Abstract

Our long-term goal is to elucidate the role of stem cells in lung homeostasis as a prerequisite to the development of therapeutic strategies that can be used to prevent or attenuate lung disease and lung cancer. Our previous experience isolating the first stem cell population from the adult murine lung, termed bronchioalveolar stem cells (BASCs), and our demonstration of a role for these cells in lung cancer, serves as a platform to address these questions. We have recently developed three-dimensional co-culture and subcutaneous co-injection assays that allow us to quantitatively assess the identity and the differentiation potential of lung stem cells. This approach led us to uncover a cross-talk between lung endothelial cells and lung stem cells via a novel signalling axis involving Bmp4, NFATc1 and Tsp1; this pathway drives BASCs to differentiate into the alveolar epithelial cell lineage.

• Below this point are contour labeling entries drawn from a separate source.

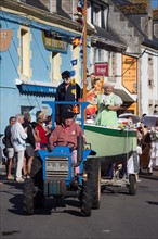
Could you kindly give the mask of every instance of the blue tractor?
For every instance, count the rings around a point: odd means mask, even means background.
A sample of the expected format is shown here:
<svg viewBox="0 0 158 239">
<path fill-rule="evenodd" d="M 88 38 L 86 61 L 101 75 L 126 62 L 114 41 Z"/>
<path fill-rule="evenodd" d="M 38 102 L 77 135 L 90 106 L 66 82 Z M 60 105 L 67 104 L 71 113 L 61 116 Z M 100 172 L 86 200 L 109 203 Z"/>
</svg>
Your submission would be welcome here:
<svg viewBox="0 0 158 239">
<path fill-rule="evenodd" d="M 75 102 L 43 102 L 52 109 L 52 128 L 55 125 L 55 105 Z M 79 121 L 84 130 L 84 109 L 87 102 L 77 102 L 80 108 Z M 30 178 L 24 181 L 23 211 L 32 215 L 35 207 L 44 205 L 45 198 L 78 197 L 81 215 L 90 216 L 92 209 L 100 207 L 101 164 L 95 159 L 91 144 L 83 146 L 82 136 L 77 139 L 77 163 L 73 165 L 71 142 L 54 146 L 53 151 L 38 150 L 31 167 Z M 75 174 L 75 168 L 79 172 Z"/>
</svg>

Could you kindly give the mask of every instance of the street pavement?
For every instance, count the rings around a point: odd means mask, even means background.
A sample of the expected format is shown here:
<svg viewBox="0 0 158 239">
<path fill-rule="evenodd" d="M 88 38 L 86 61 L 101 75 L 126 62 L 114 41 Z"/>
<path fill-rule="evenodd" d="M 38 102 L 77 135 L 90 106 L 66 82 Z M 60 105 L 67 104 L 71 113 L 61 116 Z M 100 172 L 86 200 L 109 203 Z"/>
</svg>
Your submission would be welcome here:
<svg viewBox="0 0 158 239">
<path fill-rule="evenodd" d="M 141 175 L 137 193 L 108 188 L 100 210 L 82 217 L 77 199 L 47 199 L 35 215 L 23 214 L 23 184 L 8 181 L 0 169 L 1 239 L 157 239 L 158 172 Z M 56 204 L 57 203 L 57 204 Z M 55 206 L 57 205 L 57 209 Z"/>
</svg>

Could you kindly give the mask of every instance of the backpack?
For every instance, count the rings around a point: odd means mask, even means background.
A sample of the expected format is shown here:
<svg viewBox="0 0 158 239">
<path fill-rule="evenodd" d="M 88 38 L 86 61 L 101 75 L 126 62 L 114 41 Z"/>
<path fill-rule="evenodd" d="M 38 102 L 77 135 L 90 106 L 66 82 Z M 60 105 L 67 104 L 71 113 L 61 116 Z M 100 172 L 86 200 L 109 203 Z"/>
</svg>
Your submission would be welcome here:
<svg viewBox="0 0 158 239">
<path fill-rule="evenodd" d="M 2 143 L 3 143 L 4 146 L 6 144 L 6 138 L 5 138 L 5 137 L 2 138 Z"/>
</svg>

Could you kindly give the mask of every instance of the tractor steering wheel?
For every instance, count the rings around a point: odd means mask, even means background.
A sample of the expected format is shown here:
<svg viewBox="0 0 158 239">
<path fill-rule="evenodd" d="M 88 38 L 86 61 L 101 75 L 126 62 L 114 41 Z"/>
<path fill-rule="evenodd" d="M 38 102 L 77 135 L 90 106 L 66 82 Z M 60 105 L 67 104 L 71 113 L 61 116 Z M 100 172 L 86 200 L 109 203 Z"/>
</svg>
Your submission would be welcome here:
<svg viewBox="0 0 158 239">
<path fill-rule="evenodd" d="M 58 146 L 58 143 L 63 143 L 63 142 L 65 143 L 65 146 L 69 147 L 71 150 L 75 147 L 74 142 L 71 142 L 71 141 L 64 141 L 64 140 L 57 140 L 57 141 L 53 142 L 53 146 L 55 147 L 55 146 Z"/>
</svg>

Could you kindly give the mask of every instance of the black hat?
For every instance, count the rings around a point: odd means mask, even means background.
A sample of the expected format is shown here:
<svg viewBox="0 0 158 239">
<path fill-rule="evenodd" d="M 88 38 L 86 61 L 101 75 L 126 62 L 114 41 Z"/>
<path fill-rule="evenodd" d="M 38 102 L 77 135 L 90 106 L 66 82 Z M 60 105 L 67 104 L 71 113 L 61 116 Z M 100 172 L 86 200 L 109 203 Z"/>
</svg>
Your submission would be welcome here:
<svg viewBox="0 0 158 239">
<path fill-rule="evenodd" d="M 64 77 L 64 76 L 68 76 L 68 77 L 70 77 L 70 72 L 69 71 L 64 71 L 64 72 L 62 72 L 62 77 Z"/>
<path fill-rule="evenodd" d="M 75 114 L 71 111 L 64 112 L 62 114 L 62 120 L 74 118 Z"/>
</svg>

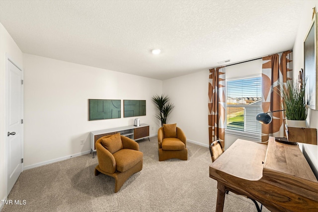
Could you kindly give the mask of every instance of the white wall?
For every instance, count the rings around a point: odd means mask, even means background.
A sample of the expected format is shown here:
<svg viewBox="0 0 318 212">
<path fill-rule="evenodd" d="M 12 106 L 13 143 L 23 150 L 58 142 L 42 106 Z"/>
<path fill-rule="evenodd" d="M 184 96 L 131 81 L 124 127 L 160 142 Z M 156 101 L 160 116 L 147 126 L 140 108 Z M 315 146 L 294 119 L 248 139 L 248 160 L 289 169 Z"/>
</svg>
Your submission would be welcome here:
<svg viewBox="0 0 318 212">
<path fill-rule="evenodd" d="M 187 139 L 208 146 L 209 70 L 163 80 L 162 92 L 174 105 L 170 119 L 182 129 Z"/>
<path fill-rule="evenodd" d="M 227 78 L 252 76 L 261 73 L 262 60 L 226 67 Z M 184 131 L 187 139 L 205 146 L 209 146 L 208 90 L 209 70 L 163 80 L 162 91 L 174 104 L 169 123 L 176 123 Z M 241 138 L 253 138 L 226 134 L 225 148 Z"/>
<path fill-rule="evenodd" d="M 318 10 L 318 0 L 313 0 L 306 2 L 303 12 L 301 16 L 300 24 L 297 36 L 294 45 L 293 50 L 293 78 L 297 79 L 298 71 L 304 69 L 304 40 L 306 37 L 311 24 L 313 15 L 313 8 L 316 7 Z M 318 15 L 318 14 L 316 14 Z M 316 85 L 317 86 L 317 85 Z M 318 94 L 317 94 L 318 95 Z M 309 123 L 309 127 L 312 128 L 318 129 L 318 110 L 309 109 L 309 115 L 307 121 Z M 301 144 L 304 154 L 306 156 L 307 160 L 314 171 L 316 177 L 318 177 L 318 146 L 317 145 Z"/>
<path fill-rule="evenodd" d="M 5 200 L 6 194 L 6 53 L 15 64 L 22 67 L 23 55 L 13 39 L 0 23 L 0 200 Z M 3 206 L 0 202 L 0 210 Z"/>
<path fill-rule="evenodd" d="M 23 60 L 25 169 L 87 153 L 90 131 L 133 125 L 136 117 L 123 118 L 123 99 L 146 100 L 147 115 L 138 118 L 157 133 L 151 97 L 161 93 L 161 80 L 29 54 Z M 122 118 L 88 121 L 88 99 L 122 100 Z"/>
</svg>

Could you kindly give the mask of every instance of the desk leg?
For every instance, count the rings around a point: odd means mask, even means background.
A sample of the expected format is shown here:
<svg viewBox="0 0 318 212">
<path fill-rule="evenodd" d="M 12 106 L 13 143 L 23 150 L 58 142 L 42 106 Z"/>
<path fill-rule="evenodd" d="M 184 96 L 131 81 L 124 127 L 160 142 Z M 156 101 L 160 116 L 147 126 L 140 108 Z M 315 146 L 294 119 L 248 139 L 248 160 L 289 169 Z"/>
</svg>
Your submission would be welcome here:
<svg viewBox="0 0 318 212">
<path fill-rule="evenodd" d="M 217 199 L 217 208 L 215 212 L 223 212 L 224 206 L 224 199 L 226 192 L 224 185 L 218 182 L 218 197 Z"/>
</svg>

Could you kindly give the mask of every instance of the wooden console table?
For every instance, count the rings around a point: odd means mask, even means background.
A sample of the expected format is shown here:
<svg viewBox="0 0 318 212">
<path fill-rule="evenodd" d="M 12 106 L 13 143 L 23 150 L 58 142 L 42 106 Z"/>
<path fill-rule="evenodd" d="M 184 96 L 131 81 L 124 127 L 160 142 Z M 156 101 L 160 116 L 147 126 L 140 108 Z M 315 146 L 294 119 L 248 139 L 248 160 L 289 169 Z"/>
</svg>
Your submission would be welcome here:
<svg viewBox="0 0 318 212">
<path fill-rule="evenodd" d="M 142 124 L 140 126 L 129 126 L 116 128 L 108 129 L 90 132 L 90 153 L 93 152 L 93 158 L 96 154 L 95 143 L 100 138 L 108 135 L 120 133 L 121 136 L 126 136 L 133 140 L 148 138 L 149 141 L 149 125 Z"/>
<path fill-rule="evenodd" d="M 268 144 L 238 139 L 210 166 L 218 181 L 216 212 L 225 192 L 254 199 L 272 212 L 317 212 L 318 181 L 297 145 Z"/>
</svg>

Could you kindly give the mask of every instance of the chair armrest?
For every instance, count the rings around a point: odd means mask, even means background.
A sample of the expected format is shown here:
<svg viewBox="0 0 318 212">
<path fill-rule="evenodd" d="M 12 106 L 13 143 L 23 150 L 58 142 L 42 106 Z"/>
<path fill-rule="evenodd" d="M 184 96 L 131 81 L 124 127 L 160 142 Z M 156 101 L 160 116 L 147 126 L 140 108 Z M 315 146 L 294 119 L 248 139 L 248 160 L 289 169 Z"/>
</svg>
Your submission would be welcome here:
<svg viewBox="0 0 318 212">
<path fill-rule="evenodd" d="M 120 138 L 121 142 L 123 143 L 123 148 L 128 148 L 139 151 L 139 144 L 135 141 L 124 136 L 120 136 Z"/>
<path fill-rule="evenodd" d="M 187 138 L 186 138 L 183 131 L 182 131 L 182 130 L 178 127 L 177 127 L 177 138 L 180 139 L 186 146 L 186 142 L 187 141 Z"/>
<path fill-rule="evenodd" d="M 158 148 L 161 148 L 162 140 L 163 139 L 163 127 L 161 127 L 158 130 Z"/>
<path fill-rule="evenodd" d="M 97 151 L 99 168 L 106 172 L 114 173 L 116 171 L 116 161 L 113 155 L 101 143 L 101 140 L 96 141 L 95 146 Z"/>
</svg>

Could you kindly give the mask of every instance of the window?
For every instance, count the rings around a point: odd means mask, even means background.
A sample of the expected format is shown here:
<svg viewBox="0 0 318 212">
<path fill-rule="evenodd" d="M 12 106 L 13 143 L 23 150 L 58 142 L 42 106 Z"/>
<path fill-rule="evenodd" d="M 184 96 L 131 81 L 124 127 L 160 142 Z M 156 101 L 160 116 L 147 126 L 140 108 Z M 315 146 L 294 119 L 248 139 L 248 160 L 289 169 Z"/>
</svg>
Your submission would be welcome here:
<svg viewBox="0 0 318 212">
<path fill-rule="evenodd" d="M 227 80 L 227 133 L 260 137 L 261 124 L 255 116 L 262 112 L 262 78 Z"/>
</svg>

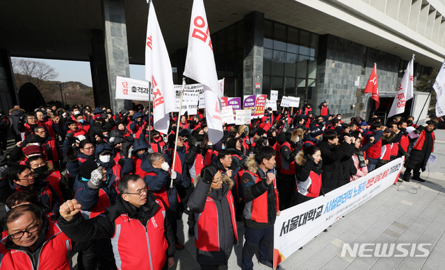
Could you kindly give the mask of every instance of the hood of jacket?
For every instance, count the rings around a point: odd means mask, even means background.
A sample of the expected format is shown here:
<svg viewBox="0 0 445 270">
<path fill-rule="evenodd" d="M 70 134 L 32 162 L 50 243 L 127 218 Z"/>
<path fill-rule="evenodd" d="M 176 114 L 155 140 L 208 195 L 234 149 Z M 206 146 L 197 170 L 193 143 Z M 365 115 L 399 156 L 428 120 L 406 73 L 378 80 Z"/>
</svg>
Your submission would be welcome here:
<svg viewBox="0 0 445 270">
<path fill-rule="evenodd" d="M 197 183 L 201 180 L 201 178 L 197 177 L 196 179 L 197 180 L 196 181 L 194 181 L 193 183 L 193 185 L 195 187 L 196 187 L 196 185 L 197 184 Z M 225 183 L 227 186 L 229 186 L 229 189 L 232 189 L 232 187 L 234 185 L 234 181 L 232 181 L 229 176 L 227 176 L 225 175 L 222 176 L 222 183 Z M 212 190 L 213 189 L 211 187 L 209 189 L 209 193 L 210 193 Z"/>
</svg>

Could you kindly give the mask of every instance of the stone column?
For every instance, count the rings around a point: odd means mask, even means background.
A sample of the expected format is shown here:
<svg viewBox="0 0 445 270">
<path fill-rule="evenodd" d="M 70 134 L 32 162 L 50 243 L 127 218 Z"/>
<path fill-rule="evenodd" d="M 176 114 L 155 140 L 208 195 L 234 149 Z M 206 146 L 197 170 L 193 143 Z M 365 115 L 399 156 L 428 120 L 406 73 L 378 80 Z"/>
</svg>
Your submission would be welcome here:
<svg viewBox="0 0 445 270">
<path fill-rule="evenodd" d="M 102 0 L 102 16 L 109 96 L 115 112 L 131 106 L 131 101 L 115 101 L 115 76 L 130 76 L 124 0 Z"/>
<path fill-rule="evenodd" d="M 16 88 L 9 51 L 0 49 L 0 110 L 6 115 L 15 105 L 19 105 Z"/>
<path fill-rule="evenodd" d="M 244 17 L 245 95 L 262 94 L 264 28 L 264 13 L 254 11 Z"/>
</svg>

Our work in the intersection of stem cell biology and lung disease has expanded into new insights for understanding metastasis and non-small cell lung cancer (NSCLC). We previously showed the adenocarcinoma Kras/p53 mutant mouse model contains Sca1+ tumour-propagating cells (TPCs), the cells that recapitulate the tumour by transplantation. We recently showed multiple lung tumour sub-populations can give rise to metastatic disease, and that the Sca1+ CD24+ TPCs have the highest metastatic potential. We also showed the Hippo pathway mediators Yap/Taz are necessary and sufficient for lung cancer progression. Finally, in a new mouse model of lung squamous cancer, the second most common type of NSCLC, we identified a TPC population defined by the markers Sca1 and NGFR. These studies illustrate the utility of stem cell biology approaches to provide new avenues for lung cancer therapeutic targeting.